You can’t ? Oh, it’s sooo easy.
Go to http.://www.NORAD.gov/backdoor. There’ll be a password prompt taking up your whole screen, but it’s OK : there’s no limit to how many passwords you can try, and a flashing red ACCESS DENIED message is the only trouble you’re likely to face. Try a few random words if you like, but the password is in all caps and directly related to something you learned about the private life a proeminent government official during the course of the movie/episode. Or it might be the name of the guy who designed the system. Don’t worry though : a flashback or inner monologue said out loud will put you on the right track.

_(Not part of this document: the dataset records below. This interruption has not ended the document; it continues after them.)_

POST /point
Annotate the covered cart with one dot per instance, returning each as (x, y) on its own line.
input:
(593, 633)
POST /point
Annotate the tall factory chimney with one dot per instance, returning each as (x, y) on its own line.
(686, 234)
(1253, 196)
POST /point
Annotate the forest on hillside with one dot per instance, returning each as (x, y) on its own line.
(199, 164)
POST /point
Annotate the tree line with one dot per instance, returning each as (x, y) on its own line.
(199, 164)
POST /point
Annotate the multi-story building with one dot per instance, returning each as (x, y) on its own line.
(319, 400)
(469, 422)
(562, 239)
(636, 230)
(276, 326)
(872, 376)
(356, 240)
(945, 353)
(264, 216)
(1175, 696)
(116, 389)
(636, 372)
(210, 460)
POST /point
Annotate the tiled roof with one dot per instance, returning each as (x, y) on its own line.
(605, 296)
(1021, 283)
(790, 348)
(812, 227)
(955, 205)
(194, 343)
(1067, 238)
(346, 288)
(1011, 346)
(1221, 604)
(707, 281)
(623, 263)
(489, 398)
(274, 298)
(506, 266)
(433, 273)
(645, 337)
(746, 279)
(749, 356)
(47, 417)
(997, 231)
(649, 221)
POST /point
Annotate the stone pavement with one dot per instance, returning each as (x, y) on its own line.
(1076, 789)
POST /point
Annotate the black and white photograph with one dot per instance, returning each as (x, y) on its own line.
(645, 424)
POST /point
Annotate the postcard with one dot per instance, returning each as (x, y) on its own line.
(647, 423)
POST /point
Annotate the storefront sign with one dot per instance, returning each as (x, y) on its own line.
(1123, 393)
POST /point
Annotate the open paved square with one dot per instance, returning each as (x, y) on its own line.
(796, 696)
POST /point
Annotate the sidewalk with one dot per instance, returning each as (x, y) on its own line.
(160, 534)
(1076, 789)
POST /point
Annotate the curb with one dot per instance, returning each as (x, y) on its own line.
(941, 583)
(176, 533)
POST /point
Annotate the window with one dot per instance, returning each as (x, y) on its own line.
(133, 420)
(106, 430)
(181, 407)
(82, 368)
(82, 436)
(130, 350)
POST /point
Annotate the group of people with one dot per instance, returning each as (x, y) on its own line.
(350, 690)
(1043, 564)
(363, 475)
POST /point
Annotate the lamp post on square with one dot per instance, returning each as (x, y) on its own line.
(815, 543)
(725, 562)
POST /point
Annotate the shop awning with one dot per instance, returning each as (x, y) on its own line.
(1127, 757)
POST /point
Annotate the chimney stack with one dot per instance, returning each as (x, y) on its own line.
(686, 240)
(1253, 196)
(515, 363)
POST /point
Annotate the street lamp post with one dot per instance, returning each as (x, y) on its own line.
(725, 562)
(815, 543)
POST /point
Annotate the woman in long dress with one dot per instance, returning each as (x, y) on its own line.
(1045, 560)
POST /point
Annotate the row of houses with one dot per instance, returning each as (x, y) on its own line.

And once you’re in, well, everything’s in there, really. Secret files and DNA specs on every single detail of every citizen’s life, which are in turn linked to every other computer in the world so if you change a detail, it’s updated everywhere (handy if you want to make believe someone is dead, or hasn’t paid his bills), plans for every secret weapon in the history of mankind, flashing nuclear launch button and a one-click option to transfer a virtually limitless amount of money to and from supersecret CIA black bank accounts. It’s all very simple and intuitive.
Thankfully, not many people on the net know about the backdoor.